Role of abnormal energy metabolism in the progression of chronic kidney disease and drug intervention

Abstract

Chronic kidney disease (CKD) is a severe clinical syndrome with significant socioeconomic impact worldwide. Orderly energy metabolism is essential for normal kidney function and energy metabolism disorders are increasingly recognized as an important player in CKD. Energy metabolism disorders are characterized by ATP deficits and reactive oxygen species increase. Oxygen and mitochondria are essential for ATP production, hypoxia and mitochondrial dysfunction both affect the energy production process. Renin-angiotensin and adenine signaling pathway also play important regulatory roles in energy metabolism. In addition, disturbance of energy metabolism is a key factor in the development of hereditary nephropathy such as autosomal dominant polycystic kidney disease. Currently, drugs with clinically clear renal function protection, such as Angiotensin II Type 1 receptor blockers and fenofibrate, have been proven to improve energy metabolism disorders. The sodium-glucose co-transporter inhibitors 2 that can mediate glucose metabolism disorders not only delay the progress of diabetic nephropathy, but also have significant protective effects in non-diabetic nephropathy. Hypoxia-inducible factor enhances ATP production to the kidney by improving renal oxygen supply and increasing glycolysis, and the mitochondria targeted peptides (SS-31) plays a protective role by stabilizing the mitochondrial inner membrane. Moreover, several drugs are being studied and are predicted to have potential renal protective properties. We propose that the regulation of energy metabolism represents a promising strategy to delay the progression of CKD.

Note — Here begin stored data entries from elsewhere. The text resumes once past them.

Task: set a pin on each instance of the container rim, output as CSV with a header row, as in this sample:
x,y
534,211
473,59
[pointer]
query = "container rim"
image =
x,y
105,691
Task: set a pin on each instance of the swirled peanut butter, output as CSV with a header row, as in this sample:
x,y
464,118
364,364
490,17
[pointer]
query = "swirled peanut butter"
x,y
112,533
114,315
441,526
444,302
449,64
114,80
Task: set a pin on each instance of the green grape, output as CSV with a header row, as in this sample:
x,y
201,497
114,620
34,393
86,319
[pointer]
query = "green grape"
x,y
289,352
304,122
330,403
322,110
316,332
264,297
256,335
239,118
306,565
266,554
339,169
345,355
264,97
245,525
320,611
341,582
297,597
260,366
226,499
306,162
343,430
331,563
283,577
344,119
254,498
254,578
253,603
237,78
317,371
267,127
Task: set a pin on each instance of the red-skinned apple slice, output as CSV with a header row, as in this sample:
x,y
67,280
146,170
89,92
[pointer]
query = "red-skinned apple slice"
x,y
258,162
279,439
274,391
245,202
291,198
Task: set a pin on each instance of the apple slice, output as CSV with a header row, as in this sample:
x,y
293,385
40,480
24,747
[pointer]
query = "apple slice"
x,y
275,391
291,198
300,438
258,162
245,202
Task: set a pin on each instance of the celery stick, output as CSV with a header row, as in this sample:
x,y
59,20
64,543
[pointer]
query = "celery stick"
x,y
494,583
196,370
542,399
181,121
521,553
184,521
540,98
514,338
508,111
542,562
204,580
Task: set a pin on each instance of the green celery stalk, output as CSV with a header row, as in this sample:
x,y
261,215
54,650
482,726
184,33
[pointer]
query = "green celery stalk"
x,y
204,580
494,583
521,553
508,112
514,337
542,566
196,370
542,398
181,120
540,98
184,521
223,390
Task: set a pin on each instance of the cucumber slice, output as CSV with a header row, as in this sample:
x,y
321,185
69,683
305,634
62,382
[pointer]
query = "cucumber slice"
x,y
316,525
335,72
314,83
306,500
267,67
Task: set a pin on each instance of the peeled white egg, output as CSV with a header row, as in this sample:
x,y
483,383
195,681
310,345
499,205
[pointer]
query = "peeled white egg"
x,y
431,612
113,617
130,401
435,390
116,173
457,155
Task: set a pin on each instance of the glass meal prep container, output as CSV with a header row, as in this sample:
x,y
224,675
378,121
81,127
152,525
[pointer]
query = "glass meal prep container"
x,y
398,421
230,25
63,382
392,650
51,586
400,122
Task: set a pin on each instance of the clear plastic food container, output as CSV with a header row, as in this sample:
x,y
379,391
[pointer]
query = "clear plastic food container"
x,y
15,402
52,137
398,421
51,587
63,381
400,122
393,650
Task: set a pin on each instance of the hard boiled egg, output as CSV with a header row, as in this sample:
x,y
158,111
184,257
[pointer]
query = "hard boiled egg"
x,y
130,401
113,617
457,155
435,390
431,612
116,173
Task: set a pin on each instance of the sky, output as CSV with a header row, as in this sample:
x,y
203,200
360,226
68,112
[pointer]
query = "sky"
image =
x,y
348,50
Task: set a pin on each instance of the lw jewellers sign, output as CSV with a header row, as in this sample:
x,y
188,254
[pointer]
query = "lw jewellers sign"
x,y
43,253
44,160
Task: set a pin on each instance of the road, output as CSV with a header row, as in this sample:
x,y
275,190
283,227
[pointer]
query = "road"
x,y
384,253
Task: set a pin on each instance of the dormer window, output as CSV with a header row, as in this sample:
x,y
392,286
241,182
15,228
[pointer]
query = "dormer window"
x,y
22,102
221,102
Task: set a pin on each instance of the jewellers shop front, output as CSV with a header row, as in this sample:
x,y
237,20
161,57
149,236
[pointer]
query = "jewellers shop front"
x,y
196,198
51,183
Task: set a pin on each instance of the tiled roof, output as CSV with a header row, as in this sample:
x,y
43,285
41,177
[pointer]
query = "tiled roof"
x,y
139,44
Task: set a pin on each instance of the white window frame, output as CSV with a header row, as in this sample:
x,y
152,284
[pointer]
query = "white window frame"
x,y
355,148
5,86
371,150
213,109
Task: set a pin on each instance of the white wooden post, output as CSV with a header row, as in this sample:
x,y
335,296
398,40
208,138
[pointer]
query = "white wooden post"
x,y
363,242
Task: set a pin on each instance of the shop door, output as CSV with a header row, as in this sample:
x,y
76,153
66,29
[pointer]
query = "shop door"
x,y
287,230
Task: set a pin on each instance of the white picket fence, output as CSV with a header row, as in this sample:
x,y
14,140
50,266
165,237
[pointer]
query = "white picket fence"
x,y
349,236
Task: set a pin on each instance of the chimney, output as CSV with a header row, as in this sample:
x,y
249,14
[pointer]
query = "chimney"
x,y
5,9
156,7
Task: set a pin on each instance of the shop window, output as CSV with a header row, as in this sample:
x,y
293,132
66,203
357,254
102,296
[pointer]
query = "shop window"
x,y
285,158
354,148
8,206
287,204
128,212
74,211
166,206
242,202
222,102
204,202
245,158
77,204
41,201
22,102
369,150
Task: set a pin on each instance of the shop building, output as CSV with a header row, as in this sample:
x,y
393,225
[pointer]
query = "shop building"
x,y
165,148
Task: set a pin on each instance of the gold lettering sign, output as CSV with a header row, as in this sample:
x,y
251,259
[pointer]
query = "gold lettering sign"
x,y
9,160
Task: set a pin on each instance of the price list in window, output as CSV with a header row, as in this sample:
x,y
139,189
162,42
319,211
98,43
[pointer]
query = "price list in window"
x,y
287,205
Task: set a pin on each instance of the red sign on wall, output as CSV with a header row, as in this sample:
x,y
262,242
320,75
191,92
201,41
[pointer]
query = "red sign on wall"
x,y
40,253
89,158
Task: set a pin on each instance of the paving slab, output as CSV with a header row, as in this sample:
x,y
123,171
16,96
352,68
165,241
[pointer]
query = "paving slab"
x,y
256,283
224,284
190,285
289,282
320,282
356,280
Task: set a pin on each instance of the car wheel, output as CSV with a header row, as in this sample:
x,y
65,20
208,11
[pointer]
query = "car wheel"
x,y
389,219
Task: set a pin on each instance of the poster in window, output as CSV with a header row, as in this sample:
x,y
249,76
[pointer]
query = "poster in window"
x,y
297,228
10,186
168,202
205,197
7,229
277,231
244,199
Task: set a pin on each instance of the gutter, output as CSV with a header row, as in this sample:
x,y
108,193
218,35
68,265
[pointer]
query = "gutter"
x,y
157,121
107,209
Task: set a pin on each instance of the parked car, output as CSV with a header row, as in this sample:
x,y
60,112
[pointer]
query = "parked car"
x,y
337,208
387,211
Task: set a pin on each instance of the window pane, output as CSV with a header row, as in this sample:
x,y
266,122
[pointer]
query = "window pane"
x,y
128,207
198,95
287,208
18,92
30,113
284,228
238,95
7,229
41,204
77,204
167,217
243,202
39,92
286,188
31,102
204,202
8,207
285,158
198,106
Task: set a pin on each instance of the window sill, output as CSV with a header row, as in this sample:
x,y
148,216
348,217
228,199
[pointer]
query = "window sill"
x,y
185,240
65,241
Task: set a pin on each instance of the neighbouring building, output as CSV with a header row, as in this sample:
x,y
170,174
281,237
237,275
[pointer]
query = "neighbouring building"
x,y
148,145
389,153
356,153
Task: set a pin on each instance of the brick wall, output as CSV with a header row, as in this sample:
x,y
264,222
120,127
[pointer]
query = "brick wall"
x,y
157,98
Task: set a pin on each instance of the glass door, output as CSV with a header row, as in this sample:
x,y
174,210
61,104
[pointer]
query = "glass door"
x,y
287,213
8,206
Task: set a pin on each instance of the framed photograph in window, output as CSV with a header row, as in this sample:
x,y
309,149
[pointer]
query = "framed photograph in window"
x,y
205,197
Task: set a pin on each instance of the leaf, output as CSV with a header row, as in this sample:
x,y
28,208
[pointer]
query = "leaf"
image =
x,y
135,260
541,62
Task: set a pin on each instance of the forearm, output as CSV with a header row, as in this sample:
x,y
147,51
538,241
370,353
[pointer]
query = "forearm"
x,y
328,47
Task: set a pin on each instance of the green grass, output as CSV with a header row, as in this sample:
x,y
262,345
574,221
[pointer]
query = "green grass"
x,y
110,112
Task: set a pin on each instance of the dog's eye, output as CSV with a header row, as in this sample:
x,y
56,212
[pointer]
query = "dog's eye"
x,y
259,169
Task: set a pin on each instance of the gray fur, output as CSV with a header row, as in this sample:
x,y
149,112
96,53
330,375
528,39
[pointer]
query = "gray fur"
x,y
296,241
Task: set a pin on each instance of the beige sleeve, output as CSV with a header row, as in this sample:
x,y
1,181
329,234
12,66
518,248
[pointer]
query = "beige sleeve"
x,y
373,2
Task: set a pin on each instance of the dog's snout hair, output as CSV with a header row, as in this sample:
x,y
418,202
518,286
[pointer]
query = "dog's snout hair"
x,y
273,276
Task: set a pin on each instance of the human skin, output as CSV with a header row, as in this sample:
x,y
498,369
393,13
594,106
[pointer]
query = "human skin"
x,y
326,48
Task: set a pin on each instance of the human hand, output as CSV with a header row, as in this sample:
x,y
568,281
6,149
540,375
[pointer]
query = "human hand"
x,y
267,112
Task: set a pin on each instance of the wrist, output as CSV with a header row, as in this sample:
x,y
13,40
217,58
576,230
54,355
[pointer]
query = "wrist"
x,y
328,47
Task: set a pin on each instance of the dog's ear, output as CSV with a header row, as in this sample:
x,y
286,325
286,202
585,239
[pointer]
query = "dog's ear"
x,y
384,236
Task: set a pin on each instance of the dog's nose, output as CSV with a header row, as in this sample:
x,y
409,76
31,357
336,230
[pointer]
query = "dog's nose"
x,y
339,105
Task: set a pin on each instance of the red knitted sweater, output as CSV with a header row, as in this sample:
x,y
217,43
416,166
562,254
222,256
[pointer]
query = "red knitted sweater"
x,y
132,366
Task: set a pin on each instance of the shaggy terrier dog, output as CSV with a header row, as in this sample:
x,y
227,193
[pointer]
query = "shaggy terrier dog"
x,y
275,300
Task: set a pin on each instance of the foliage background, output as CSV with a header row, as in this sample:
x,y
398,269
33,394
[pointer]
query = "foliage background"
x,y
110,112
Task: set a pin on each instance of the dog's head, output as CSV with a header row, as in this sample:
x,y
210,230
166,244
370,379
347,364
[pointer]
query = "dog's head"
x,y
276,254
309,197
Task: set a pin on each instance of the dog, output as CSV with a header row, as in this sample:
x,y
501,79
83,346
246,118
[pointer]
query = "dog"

Keywords: Energy metabolism; chronic kidney disease; drug intervention; hypoxia; mitochondrial dysfunction.

Figure 1.

Mitochondrial electron transport chain.

Figure 2.

Extracellular purinergic catabolic and signaling pathways. Abbreviations: ecto-nucleoside triphosphate diphosphohydrolase (CD39); ecto-5′-nucleotidase (CD73); AMP: adenosine monophosphate; ADP: adenosine diphosphate.

Figure 3.

Regulation of the stability and transcription activity of HIF. Under normoxic conditions, two key proline residues (Pro) of HIF-α are hydroxylated by specific PHD. Following prolyl hydroxylation, HIF-α binds to the pVHL-E3-ubiquitin ligase complex and is rapidly degraded by the proteasome. Meanwhile, FIH hydroxylates the asparaginyl residue (Asn) of HIF-α to prevent the recruitment of CBP/p300 coactivator. During hypoxia, HIF-α becomes stable and moves from the cytoplasm to the nucleus, where it forms a HIF complex with HIF-β and binds to target gene to activate its transcription. Abbreviations: hypoxia-inducible factor (HIF), prolyl hydroxylase domain-containing protein (PHD), von Hippel-Lindau protein (pVHL), factor inhibiting HIF (FIH), CREB-binding protein (CBP), hypoxia response element (HRE).